Amnesty Programme Yet to Achieve Its Objective, Gov Diri Tells FG

Amnesty Programme Yet to Achieve Its Objective, Gov Diri Tells FG

Olusegun Osahon in Yenagoa

Bayelsa State Governor, Senator Douye Diri, has appealed to the federal government to jettison any plan to end the Presidential Amnesty Programme (PAP), saying the programme has not achieved its objectives.
Diri who insisted that PAP is yet to achieve its mandate argued that even the disarmament phase of the scheme has not been fully realised as arms and ammunition remained in the wrong hands in the Niger Delta.


The governor, who spoke when he received the Interim Administrator, PAP, Major-General Barry Ndiomu (rtd), in Government House, Yenagoa, warned that any attempt to shut down the programme would plunge the region into another round of unrest.


He said: “The amnesty programme has three legs. The first is disarmament, a process, said to be completed; then the demobilisation leg and finally, the reintegration leg. On the issue of disarmament, can we completely convince ourselves that we have been able to completely disarm the Niger Delta of armaments in our region?
“So, while we are in the final stage of reintegration, you and I know that within our Niger Delta, we still have very many arms, non-state actors have arms, well that has been said to be completed but I like to state clearly here that the process is not 100 per cent completed.
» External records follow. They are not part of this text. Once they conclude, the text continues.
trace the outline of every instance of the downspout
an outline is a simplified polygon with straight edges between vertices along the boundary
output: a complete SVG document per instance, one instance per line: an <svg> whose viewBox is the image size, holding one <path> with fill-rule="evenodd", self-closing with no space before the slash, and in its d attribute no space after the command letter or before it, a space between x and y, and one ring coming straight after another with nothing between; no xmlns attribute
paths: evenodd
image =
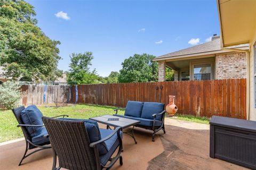
<svg viewBox="0 0 256 170"><path fill-rule="evenodd" d="M236 49L236 48L228 48L224 47L223 45L223 33L222 29L222 23L221 23L221 14L220 13L220 0L217 0L217 6L218 6L218 12L219 13L219 21L220 21L220 48L225 50L230 51L230 52L243 52L246 54L246 60L247 60L247 66L246 66L246 112L247 112L247 120L250 120L250 99L251 95L250 94L250 81L251 79L250 72L250 45L249 45L249 50L246 49Z"/></svg>
<svg viewBox="0 0 256 170"><path fill-rule="evenodd" d="M236 49L236 48L228 48L223 47L223 44L221 44L221 48L223 50L230 51L230 52L243 52L246 54L246 61L247 61L247 66L246 66L246 112L247 112L247 120L250 120L250 80L251 79L250 72L250 52L247 49Z"/></svg>

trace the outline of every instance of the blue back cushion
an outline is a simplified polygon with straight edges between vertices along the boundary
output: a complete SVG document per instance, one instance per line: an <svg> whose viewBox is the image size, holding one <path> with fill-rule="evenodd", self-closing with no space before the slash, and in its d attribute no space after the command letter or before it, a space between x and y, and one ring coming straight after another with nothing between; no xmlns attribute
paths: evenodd
<svg viewBox="0 0 256 170"><path fill-rule="evenodd" d="M21 112L21 120L25 124L42 125L42 112L35 105L31 105ZM43 127L26 126L29 134L31 137L37 136L41 133Z"/></svg>
<svg viewBox="0 0 256 170"><path fill-rule="evenodd" d="M141 118L154 119L152 115L160 113L164 110L164 104L161 103L144 102ZM156 120L161 121L162 116L157 116Z"/></svg>
<svg viewBox="0 0 256 170"><path fill-rule="evenodd" d="M84 121L84 125L91 143L101 140L101 136L97 122L90 120L83 120L83 121ZM99 154L100 155L106 154L108 151L105 142L98 144L97 147Z"/></svg>
<svg viewBox="0 0 256 170"><path fill-rule="evenodd" d="M60 118L60 119L70 121L83 121L84 122L84 125L86 129L87 133L89 137L91 143L98 141L101 139L101 135L100 132L99 125L96 121L89 119L81 119L73 118ZM99 154L100 155L106 154L108 152L108 149L105 142L97 144Z"/></svg>
<svg viewBox="0 0 256 170"><path fill-rule="evenodd" d="M143 102L128 101L124 115L128 116L140 117Z"/></svg>

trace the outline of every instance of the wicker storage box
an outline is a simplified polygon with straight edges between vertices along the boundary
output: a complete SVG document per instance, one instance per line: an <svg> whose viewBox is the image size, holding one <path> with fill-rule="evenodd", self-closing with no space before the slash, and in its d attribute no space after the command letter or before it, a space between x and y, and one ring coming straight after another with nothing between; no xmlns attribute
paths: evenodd
<svg viewBox="0 0 256 170"><path fill-rule="evenodd" d="M213 116L210 156L256 169L256 122Z"/></svg>

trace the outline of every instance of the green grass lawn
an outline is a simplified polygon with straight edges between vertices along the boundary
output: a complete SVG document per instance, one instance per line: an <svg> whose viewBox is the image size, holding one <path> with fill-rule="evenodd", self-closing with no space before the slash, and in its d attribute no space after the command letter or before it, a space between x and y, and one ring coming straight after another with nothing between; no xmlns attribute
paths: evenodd
<svg viewBox="0 0 256 170"><path fill-rule="evenodd" d="M190 115L177 114L175 115L175 117L174 118L176 118L188 122L193 122L203 124L209 124L210 121L210 119L206 117L197 117Z"/></svg>
<svg viewBox="0 0 256 170"><path fill-rule="evenodd" d="M113 114L115 112L114 107L90 105L77 105L75 106L59 108L38 107L44 116L52 117L59 115L67 114L69 117L89 118L106 114ZM123 110L118 113L123 114ZM23 137L20 128L17 128L18 122L12 113L9 110L0 109L0 142Z"/></svg>
<svg viewBox="0 0 256 170"><path fill-rule="evenodd" d="M106 114L113 114L116 107L91 105L77 105L75 106L63 107L39 107L44 116L53 117L67 114L70 118L89 118ZM124 114L124 110L119 110L120 114ZM0 109L0 142L23 137L20 128L17 128L17 121L10 110ZM209 124L209 119L188 115L175 115L177 119L200 123Z"/></svg>

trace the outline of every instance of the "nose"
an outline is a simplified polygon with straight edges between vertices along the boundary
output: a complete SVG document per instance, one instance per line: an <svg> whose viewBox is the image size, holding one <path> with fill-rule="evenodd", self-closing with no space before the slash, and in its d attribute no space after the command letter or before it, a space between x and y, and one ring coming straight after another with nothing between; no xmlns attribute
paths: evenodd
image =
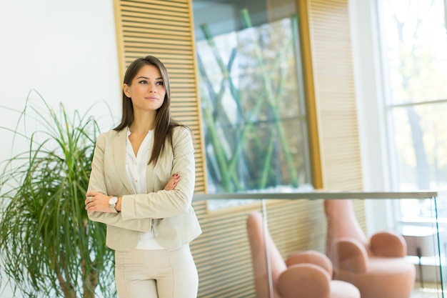
<svg viewBox="0 0 447 298"><path fill-rule="evenodd" d="M155 87L155 84L149 83L148 85L148 91L152 93L156 93L156 88Z"/></svg>

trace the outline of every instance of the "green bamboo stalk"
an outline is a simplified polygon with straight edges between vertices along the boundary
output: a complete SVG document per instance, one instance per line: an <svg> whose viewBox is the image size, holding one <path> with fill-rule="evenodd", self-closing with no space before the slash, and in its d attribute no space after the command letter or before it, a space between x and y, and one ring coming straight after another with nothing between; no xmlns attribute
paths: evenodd
<svg viewBox="0 0 447 298"><path fill-rule="evenodd" d="M242 17L243 26L247 29L252 27L253 25L251 23L251 19L250 18L250 16L248 14L248 9L242 9L241 11L241 15ZM263 77L263 80L264 81L263 86L266 89L266 93L267 94L268 102L269 102L270 104L270 106L272 109L271 111L273 114L274 115L275 119L278 119L280 114L278 109L277 103L275 102L275 101L273 100L275 96L273 96L273 92L271 89L271 86L273 86L272 82L271 82L270 76L268 75L268 71L265 69L265 62L263 61L263 59L261 53L260 46L258 44L258 43L255 43L255 46L256 46L254 47L255 55L258 61L258 64L261 66L261 75ZM294 182L298 182L298 173L297 173L296 169L295 169L293 159L289 150L288 142L287 141L287 139L286 137L283 128L282 127L282 126L281 125L279 122L277 122L277 128L278 128L278 131L279 134L280 143L281 144L281 149L283 150L284 153L286 164L288 169L289 174L291 176L291 182L292 183L293 183Z"/></svg>

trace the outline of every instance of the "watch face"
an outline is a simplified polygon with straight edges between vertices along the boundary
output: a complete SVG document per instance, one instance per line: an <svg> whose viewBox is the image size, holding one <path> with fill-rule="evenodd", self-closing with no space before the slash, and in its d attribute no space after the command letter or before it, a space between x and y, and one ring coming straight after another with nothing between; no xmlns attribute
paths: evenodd
<svg viewBox="0 0 447 298"><path fill-rule="evenodd" d="M113 197L110 198L110 199L109 200L109 204L113 205L113 204L116 204L117 202L118 202L118 197Z"/></svg>

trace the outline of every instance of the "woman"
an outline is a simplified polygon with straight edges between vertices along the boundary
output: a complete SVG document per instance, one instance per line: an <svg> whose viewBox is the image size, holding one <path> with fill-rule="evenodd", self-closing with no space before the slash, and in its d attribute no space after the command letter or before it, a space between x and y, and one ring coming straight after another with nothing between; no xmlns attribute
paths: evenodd
<svg viewBox="0 0 447 298"><path fill-rule="evenodd" d="M86 209L107 224L120 298L197 296L193 141L170 104L164 65L137 59L124 76L121 121L96 141Z"/></svg>

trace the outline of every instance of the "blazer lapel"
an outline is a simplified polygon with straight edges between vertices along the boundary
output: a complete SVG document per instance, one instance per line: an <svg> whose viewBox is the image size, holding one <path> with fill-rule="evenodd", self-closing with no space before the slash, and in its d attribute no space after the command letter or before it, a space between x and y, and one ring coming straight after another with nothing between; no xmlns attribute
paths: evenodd
<svg viewBox="0 0 447 298"><path fill-rule="evenodd" d="M124 184L126 189L129 194L134 194L134 189L127 176L126 169L126 146L127 144L126 129L122 129L116 134L114 139L114 159L118 177Z"/></svg>

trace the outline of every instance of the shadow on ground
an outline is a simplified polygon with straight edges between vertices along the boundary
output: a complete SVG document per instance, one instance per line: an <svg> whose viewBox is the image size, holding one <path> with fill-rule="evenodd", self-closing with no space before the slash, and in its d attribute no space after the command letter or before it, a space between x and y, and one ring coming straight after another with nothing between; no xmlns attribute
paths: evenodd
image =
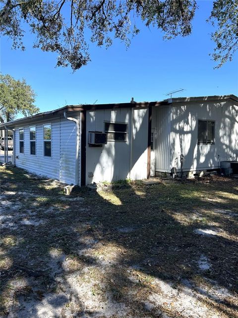
<svg viewBox="0 0 238 318"><path fill-rule="evenodd" d="M1 174L6 317L238 317L237 180L65 197L20 169Z"/></svg>

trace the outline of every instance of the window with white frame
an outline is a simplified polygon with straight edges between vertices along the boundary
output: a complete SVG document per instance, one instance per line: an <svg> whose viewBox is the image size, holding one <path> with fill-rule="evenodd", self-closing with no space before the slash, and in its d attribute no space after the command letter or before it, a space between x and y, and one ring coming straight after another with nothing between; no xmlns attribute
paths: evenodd
<svg viewBox="0 0 238 318"><path fill-rule="evenodd" d="M43 125L44 156L51 157L51 124Z"/></svg>
<svg viewBox="0 0 238 318"><path fill-rule="evenodd" d="M19 129L19 151L24 154L24 128Z"/></svg>
<svg viewBox="0 0 238 318"><path fill-rule="evenodd" d="M105 132L108 134L108 141L126 142L127 124L120 123L105 123Z"/></svg>
<svg viewBox="0 0 238 318"><path fill-rule="evenodd" d="M30 127L30 153L36 154L36 127Z"/></svg>
<svg viewBox="0 0 238 318"><path fill-rule="evenodd" d="M215 121L198 120L197 143L214 144Z"/></svg>

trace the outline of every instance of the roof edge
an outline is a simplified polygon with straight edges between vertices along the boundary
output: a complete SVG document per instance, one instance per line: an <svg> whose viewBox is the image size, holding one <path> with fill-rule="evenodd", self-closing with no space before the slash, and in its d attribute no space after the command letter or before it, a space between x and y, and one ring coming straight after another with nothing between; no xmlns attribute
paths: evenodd
<svg viewBox="0 0 238 318"><path fill-rule="evenodd" d="M238 105L238 97L235 95L231 94L230 95L214 95L207 96L197 96L197 97L177 97L168 98L161 101L143 101L143 102L134 102L128 103L119 103L112 104L88 104L88 105L68 105L64 106L60 108L58 108L54 110L50 111L43 112L39 113L27 117L23 117L19 118L12 121L3 123L0 124L0 128L4 128L5 126L10 127L14 126L18 123L21 123L31 122L33 120L35 119L42 120L42 118L51 115L54 115L57 113L62 113L64 111L81 111L82 110L96 110L96 109L114 109L121 108L147 108L149 106L163 106L171 105L172 104L179 105L181 103L197 103L204 101L209 102L218 102L219 101L226 101L230 100L232 102L235 102Z"/></svg>

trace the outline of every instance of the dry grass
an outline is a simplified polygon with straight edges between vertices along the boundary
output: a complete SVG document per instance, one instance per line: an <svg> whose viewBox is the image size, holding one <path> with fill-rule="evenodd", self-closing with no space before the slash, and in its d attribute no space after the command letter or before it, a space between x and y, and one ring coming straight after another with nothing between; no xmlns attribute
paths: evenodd
<svg viewBox="0 0 238 318"><path fill-rule="evenodd" d="M19 169L1 176L3 315L238 317L238 180L67 197Z"/></svg>

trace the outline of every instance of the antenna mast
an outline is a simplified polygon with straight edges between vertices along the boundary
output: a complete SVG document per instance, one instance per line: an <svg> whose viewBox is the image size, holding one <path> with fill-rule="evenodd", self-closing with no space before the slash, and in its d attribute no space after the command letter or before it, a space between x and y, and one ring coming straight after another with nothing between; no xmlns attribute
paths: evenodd
<svg viewBox="0 0 238 318"><path fill-rule="evenodd" d="M165 95L166 95L167 96L169 96L169 95L170 95L170 98L172 98L172 94L174 94L175 93L178 93L178 91L181 91L182 90L185 90L185 89L184 88L179 88L179 89L177 89L177 90L176 89L175 90L172 90L172 91L170 91L168 93L165 94Z"/></svg>

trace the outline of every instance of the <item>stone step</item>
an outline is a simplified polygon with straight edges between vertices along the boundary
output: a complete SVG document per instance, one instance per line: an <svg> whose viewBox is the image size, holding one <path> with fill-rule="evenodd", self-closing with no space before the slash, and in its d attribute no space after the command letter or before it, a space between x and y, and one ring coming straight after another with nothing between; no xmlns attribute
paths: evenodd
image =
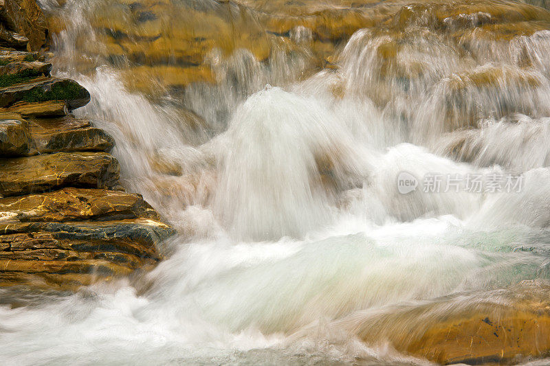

“Now I will like to look more at the issue of reintegration. The reintegration is more like a continuous process of building human capacity and for you to continue to build human capacity, it follows that the amnesty programme must be on and I’m happy while listening to you that you have already taken that up.


“It will be wrong for anybody at this point to bring the amnesty programme to a close. That will amount to being insensitive to what is going on in the region.”
While acknowledging that the federal government has soft-pedalled in its decision to shut down the programme, Diri said the best gift the government could give to the Niger Delta people is to allow the continuity of PAP.
The governor urged Ndiomu to deal with the challenges in the programme and write his name in gold, insisting that the problems are huge enough to contemplate closing the scheme.


“Let me use this opportunity of your courtesy call to call on the federal government that the best thing and the best gift to the Niger Delta is to continue to support and keep the Presidential Amnesty Programme going.


“If you have come and found certain challenges, we know you have the capacity to confront those challenges. Whatever you can do to ensure that the Amnesty programme will continue to exist, please do them and let our people be the final beneficiaries of this programme,” Diri explained.
The governor called on Ndiomu to avoid the temptation of politicising the amnesty office, saying that before the birth of the All Progressives Congress (APC) and the Peoples Democratic Party (PDP), the people were the same.


He said: “I’ve always reminded us that before APC and PDP, we were the same people. Those, who sacrificed their lives, as Boro did, didn’t do that for political reasons and therefore, I’ll like to call on you not to politicise the amnesty programme”.

Diri observed that Ndiomu was the third person from Bayelsa to man the amnesty office and appealed to him to carry the state along in all his activities to avoid regrets.

Diri frowned at the domicile of the amnesty programme in Abuja, revealing that his administration had donated a parcel of land to erect a befitting office for the scheme and bring it home.

“The amnesty programme as it operates today is more of Abuja. It’s almost an alien programme to our people, except people who will visit your offices in Abuja and I’ll like to call on you to ensure that the headquarters of the amnesty programme is sited in Yenagoa, Bayelsa state. To this end, the state government has already donated a parcel of land for that purpose,” he added.

On the ongoing clean-up of Ogoni, the governor noted what he described as the snail-paced movement of the programme and reminded the federal government that many areas of the Niger Delta needed remediation.